Amphibole phenocrysts are common in intermediate to felsic magmas where they record information on magma evolution through breakdown rim textures marking shifts in pressure, temperature, volatile concentrations, oxygen fugacity and melt chemistry during ascent. Our ability to track these variables throughout the volcanic plumbing system (e.g., via phase equilibria experiments, geothermobarometry, disequilibrium textures, melt inclusions) has provided the means for interpretating eruption trigger mechanisms, yet a lack of calibrated data on their influence on amphibole stability (and thus reaction rim formation) makes unambiguously distinguishing the mechanism problematic. One such elusive example is the role of CO2 flushing, deemed a likely phenomenon in magmatic systems, precluding an accurate interpretation of natural rim formation, previously assigned to decompression or heating. We performed high-temperature (830–880ºC), high-pressure (120 MPa) experiments to investigate the effects of XCO2 (0.3–0.7) on amphibole reaction rim development in H2O-saturated silicic magmas in shallow volcanic systems, providing new insights for interpreting amphibole rim textures.
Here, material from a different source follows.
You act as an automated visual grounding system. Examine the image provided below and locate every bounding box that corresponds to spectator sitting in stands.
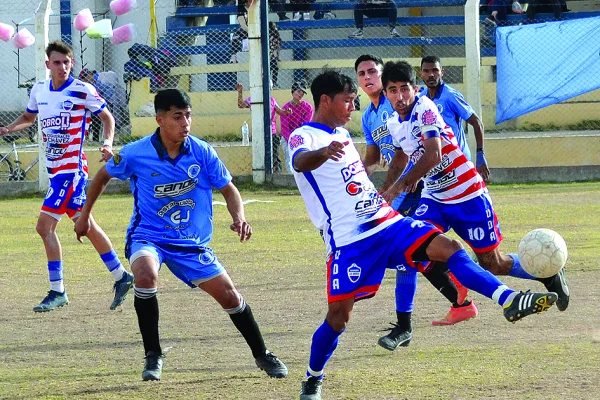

Our experiments quantify the significant impacts of CO2 on rapidly triggering amphibole breakdown over shorter timescales compared to heating or decompression. 2D textural analysis of the breakdown rim microlites reveal that crystal size, aspect ratio, number density and preferential alignment, together with mineralogy, can be related to a distinct breakdown mechanism. Furthermore, we apply high-resolution electron backscatter diffraction (EBSD) analysis to >100 experimental and natural amphibole reaction rims (Soufrière Hills Volcano, Unzen Volcano, Bezymianny and El Misti). Quantitative mapping reveals systematic variations in crystallographic orientations of the rim microlites relative to the host amphibole, enabling the development of an EBSD criteria that differentiates decompression-, heating-, and CO2-induced amphibole breakdown. The distinct textures produced provides new markers and a new framework for the interpretation of natural rim formation processes. Application of this new quantitative approach over a range of magmatic systems worldwide will improve interpretations of intensive parameters, ascent paths, eruption triggers, and amphibole stability from crystal record archives.